On CNN.com’s front page this morning, there was a curious headline: “Providence: Following the Footsteps of a Horror Icon.” First, a moment to entertain an unthinkable thought, but then dismissal. Maybe it was because Stephen King or whoever had spent a little time there, because it couldn’t be that the foundational horror author Howard Phillips Lovecraft had a following among… travel writers? But in a moment of sanity-blasting revelation, I saw that the AP was indeed putting out a location piece on Lovecraft’s place in the history of Providence, RI; whatever the city thinks of him, he thought highly enough of it to have “I AM PROVIDENCE” carved into his headstone.
In the time I allot myself to write a blog posting, it’s hard to sum up my feelings about this article. Lovecraft’s stories have given me a great deal of pleasure over the years, and at some level I’d like to see more interest in his work in the literary mainstream so that more people might share that pleasure. But part of his work’s appeal is that it impels so many subcultural currents, in a way that might be imperiled by more general appreciation. “The Call of Cthulhu” is a great novella, as good as anything in the form, but perhaps more critical is that the idea of Cthulhu has taken on a life of its own, as a shared signifier of a taste for weirdness, a high-fidelity signal of participation in a rich, shared imaginary universe.

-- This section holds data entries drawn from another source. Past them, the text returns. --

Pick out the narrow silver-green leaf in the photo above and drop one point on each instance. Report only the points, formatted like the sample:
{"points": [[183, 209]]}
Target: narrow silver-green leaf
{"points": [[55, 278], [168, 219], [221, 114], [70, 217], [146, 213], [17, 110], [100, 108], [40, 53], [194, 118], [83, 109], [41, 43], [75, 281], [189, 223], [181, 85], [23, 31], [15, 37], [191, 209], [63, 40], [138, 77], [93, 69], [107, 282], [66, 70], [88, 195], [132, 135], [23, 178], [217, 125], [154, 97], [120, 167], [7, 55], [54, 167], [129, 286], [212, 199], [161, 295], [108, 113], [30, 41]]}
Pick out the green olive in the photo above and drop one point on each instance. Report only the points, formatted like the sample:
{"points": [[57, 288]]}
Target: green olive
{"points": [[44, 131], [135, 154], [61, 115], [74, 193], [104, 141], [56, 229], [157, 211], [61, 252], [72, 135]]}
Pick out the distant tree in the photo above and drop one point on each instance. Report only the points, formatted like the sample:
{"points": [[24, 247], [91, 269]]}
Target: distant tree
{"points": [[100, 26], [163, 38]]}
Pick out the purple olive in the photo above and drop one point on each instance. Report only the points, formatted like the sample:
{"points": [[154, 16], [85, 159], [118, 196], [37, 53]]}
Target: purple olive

By “participation,” I mean not merely “consumption” but “creation.” It is said of the Velvet Underground’s album The Velvet Underground & Nico that everyone who bought it started a band. Similarly, Lovecraft seems to disproportionately attract creators, provoking even productive ones (e.g. Stephen King, a vocal Lovecraft admirer) to pastiche. During his life, and in the near century since his death, the universe he created has been further populated those who loved him and his stories. The Temple of Dagon, over there on my blogroll, is just one easily-accessible manifestation. Even the less-talented and less-motivated are often stirred, like the dreamers moved to nightmare by Cthulhu’s call. I’ve been there myself, writing several scenarios for the Lovecraftian horror role-playing game The Call of Cthulhu, and frequently drawing on the idiom in much of my writing and design. My unease at a wider popularity for Lovecraft might be from a selfish desire to see him best beloved by those most likely to expand on his legacy, who will tell me more stories the way that HPL might have.
As a happy postscript, the 70th anniversary of Lovecraft’s death is coming up on 15 March, and with it an end to the acrimonious copyright dispute that has marred, however slightly, his otherwise sterling literary estate. His entire body of work will pass uncontroversially into the public domain, and presumably live forever (and now indisputably legally) on the Internet and its successors, or at least until the stars are right and the earth — and all of existence — cleared for its true masters. I urge raising a glass not just to HPL’s memory, but to the shared memory he created for us all.